RIMSS SQL Server Virtualization Best Practices
December 12, 2017 | Ken Leoni
Understanding the fundamentals of how CPU, memory, disk, and network interact in a virtual infrastructure will go a long way towards helping IT properly allocate virtual resources and make the most effective use of SQL licensing.
One of the driving forces behind SQL Server virtualization has been IT's ability to leverage the scaling and resiliency inherent with virtualized infrastructures while simultaneously reducing hardware costs. Additionally, a well-planned virtualization initiative can consolidate SQL servers and reduce the number of required SQL licenses.
The path of least resistance might seem to be configuring a VM that hosts SQL with as many processors as is allowed in SQL licensing - i.e. configuring SQL Server 2016 Standard edition with its maximum of 4 sockets/24 cores, and then deploying as many database instances as needed.
However: overcommitting a virtual SQL Server should be avoided. SQL Server is optimized for performance at the expense of resource utilization, and will use as much of its allocated resource capacity as possible. Allocating more resources than SQL needs will not appreciably improve SQL performance and will mean that resources are not available for other VMs.
Getting the best overall performance from both virtualization and SQL means keeping in mind SQL specific criteria for CPU, memory, disk and network configurations when creating VMs.
CPU Considerations
Resource Allocation
SQL Server is resource intensive and should not be forced to contend for resources with other VMs, so you’ll want to ensure that the CPU resources on the host are not overallocated. An increase in wait time for CPU due to overallocation can cause SQL latency issues that in turn can have a cascading effect on all the applications dependent on SQL Server.
Hyperthreading
In addition, do not take hyperthreading into account when calculating the number of available vCPUs (virtual CPUs). Hyperthreading adds a second processor thread per CPU that is available for use when the CPU would otherwise be idle. While this can increase overall processor performance by decreasing processor idle time, it is possible that two threads competing for a processor's resources will adversely affect SQL performance.
CPU Ready (VMware) or CPU Wait Time Per Dispatch (Hyper-V)
If you do overcommit CPU resources on a host, the CPU Ready or CPU Wait Time Per Dispatch metrics will measure the time that a VM has to wait for available CPU resources from the host.
The metrics show the level of CPU overcommitment, where the current demand for vCPUs exceeds the available supply and causes VMs to wait for vCPUs to become available.
For example, if you’re operating a host with a total capacity of 16 vCPU’s and they are all busy executing for the currently running VMs, while at the same time you have a virtual SQL Server configured with 8 vCPUs that is waiting for CPU resources, then the server must wait for 8 vCPU’s to free up before it has its turn to access the host CPU resources.
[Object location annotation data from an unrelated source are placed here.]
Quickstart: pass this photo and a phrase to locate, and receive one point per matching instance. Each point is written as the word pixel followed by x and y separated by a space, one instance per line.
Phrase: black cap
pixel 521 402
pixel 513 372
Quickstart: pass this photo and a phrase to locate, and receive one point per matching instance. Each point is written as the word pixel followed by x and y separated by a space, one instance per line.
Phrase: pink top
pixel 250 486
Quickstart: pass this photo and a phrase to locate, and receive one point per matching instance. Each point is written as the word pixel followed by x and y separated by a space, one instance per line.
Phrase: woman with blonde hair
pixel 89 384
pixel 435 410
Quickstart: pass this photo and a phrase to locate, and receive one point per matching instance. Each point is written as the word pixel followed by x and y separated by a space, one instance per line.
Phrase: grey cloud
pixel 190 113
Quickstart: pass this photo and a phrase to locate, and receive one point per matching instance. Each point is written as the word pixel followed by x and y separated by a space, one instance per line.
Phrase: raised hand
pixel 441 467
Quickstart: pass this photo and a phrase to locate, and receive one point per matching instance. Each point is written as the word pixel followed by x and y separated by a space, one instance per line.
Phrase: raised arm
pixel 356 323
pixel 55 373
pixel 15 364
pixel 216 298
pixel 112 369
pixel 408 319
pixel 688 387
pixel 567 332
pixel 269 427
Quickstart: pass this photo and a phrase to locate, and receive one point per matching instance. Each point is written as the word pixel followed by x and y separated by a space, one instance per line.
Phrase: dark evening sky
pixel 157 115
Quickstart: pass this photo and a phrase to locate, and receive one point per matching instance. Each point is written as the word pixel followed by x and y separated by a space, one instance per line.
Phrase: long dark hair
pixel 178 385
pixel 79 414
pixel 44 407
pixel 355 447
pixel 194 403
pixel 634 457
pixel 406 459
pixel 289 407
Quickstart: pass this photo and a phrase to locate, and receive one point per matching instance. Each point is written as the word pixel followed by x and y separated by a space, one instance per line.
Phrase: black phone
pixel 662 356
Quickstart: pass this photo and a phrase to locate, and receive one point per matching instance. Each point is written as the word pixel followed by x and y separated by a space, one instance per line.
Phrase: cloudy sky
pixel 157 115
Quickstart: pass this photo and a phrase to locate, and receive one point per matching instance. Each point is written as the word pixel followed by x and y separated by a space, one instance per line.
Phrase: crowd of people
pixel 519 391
The hypervisor won’t allow a multi-processor VM to operate until the number of available vCPUs match what is allocated to the VM.
Non Uniform Memory Architecture (NUMA)
NUMA is a computer architecture designed to improve a processor's access to memory by grouping memory and processors into nodes. Memory that is in the same node as a processor is "local" and can be accessed with lower latency than the "remote" or "foreign" memory on another node.
The most straight-forward scenario for allocating resources for a SQL VM is if its resource requirements fit within the resources available in a NUMA node. For example: a host has 4 sockets/8 cores per socket (for 32 total cores) and 256 GB RAM, providing 4 NUMA nodes of 8 cores and 64 GB RAM each. In this configuration, you can create a VM with up to 8 cores and 64 GB RAM within one NUMA node.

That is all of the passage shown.